PyData NYC 2022

High-Dimensional Data Visualizations with MDS, t-SNE, and UMAP
11-11, 15:30–17:00 (America/New_York), Winter Garden (5th floor)

High-dimensional visualization techniques are machine learning methods that project your dataset with all its variables into a two-dimensional map that will help you interactively explore the properties of your data, its clusters, and outliers. We demonstrate their potential and how to apply and interpret their often unintuitive results through real-world examples.

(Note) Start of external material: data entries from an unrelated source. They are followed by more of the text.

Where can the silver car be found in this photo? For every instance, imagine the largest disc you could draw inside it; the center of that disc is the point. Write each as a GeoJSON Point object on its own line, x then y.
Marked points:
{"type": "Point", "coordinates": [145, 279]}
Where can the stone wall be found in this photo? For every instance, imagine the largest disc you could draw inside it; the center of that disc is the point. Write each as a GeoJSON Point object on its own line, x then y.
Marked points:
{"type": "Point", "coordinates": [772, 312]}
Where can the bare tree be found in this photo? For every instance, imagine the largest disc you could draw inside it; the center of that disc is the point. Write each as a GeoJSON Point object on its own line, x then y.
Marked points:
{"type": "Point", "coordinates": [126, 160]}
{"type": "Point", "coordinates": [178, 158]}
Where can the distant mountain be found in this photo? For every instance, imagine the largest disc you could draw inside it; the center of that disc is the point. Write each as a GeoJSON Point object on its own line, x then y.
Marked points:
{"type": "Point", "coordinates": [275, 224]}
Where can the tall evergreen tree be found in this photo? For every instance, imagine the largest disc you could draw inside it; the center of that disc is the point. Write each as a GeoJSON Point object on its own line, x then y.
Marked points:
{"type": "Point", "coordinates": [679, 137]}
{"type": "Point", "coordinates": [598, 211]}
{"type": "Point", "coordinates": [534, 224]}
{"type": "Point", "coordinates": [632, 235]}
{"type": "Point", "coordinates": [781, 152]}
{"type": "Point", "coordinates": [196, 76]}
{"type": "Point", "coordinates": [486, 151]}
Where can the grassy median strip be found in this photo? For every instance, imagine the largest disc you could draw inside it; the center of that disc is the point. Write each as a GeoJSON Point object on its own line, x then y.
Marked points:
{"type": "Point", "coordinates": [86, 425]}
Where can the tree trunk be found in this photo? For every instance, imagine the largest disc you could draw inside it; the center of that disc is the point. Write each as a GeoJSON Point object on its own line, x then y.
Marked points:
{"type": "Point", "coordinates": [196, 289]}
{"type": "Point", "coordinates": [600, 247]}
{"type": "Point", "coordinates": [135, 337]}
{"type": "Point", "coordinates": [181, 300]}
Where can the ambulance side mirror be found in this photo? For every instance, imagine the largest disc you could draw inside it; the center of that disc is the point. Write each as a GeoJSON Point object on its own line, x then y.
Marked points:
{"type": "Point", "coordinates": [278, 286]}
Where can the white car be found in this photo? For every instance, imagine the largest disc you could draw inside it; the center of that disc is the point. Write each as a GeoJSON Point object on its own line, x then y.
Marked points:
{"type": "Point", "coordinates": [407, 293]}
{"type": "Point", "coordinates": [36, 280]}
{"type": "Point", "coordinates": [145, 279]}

The materials from the talk can be downloaded from:
https://github.com/mihalis/HDVisualizations


As your data grows in the number of variables or dimensions, it is harder to visualize it. High-dimensional data visualization methods will project your entire dataset with all its variables into a two-dimensional map that will help you interactively explore the properties of your data, its clusters, and outliers. The oldest methods, principal component analysis (PCA) and multidimensional scaling (MDS) are still the most frequently used and understood but will likely fail to uncover your data's local structure, including clusters. Algorithms developed in the last ten years, such as t-SNE, and UMAP, are much better at revealing the data points that are similar (neighbors) or very dissimilar to others (outliers). Their interpretation is not intuitive, and many data scients are unaware of their capabilities.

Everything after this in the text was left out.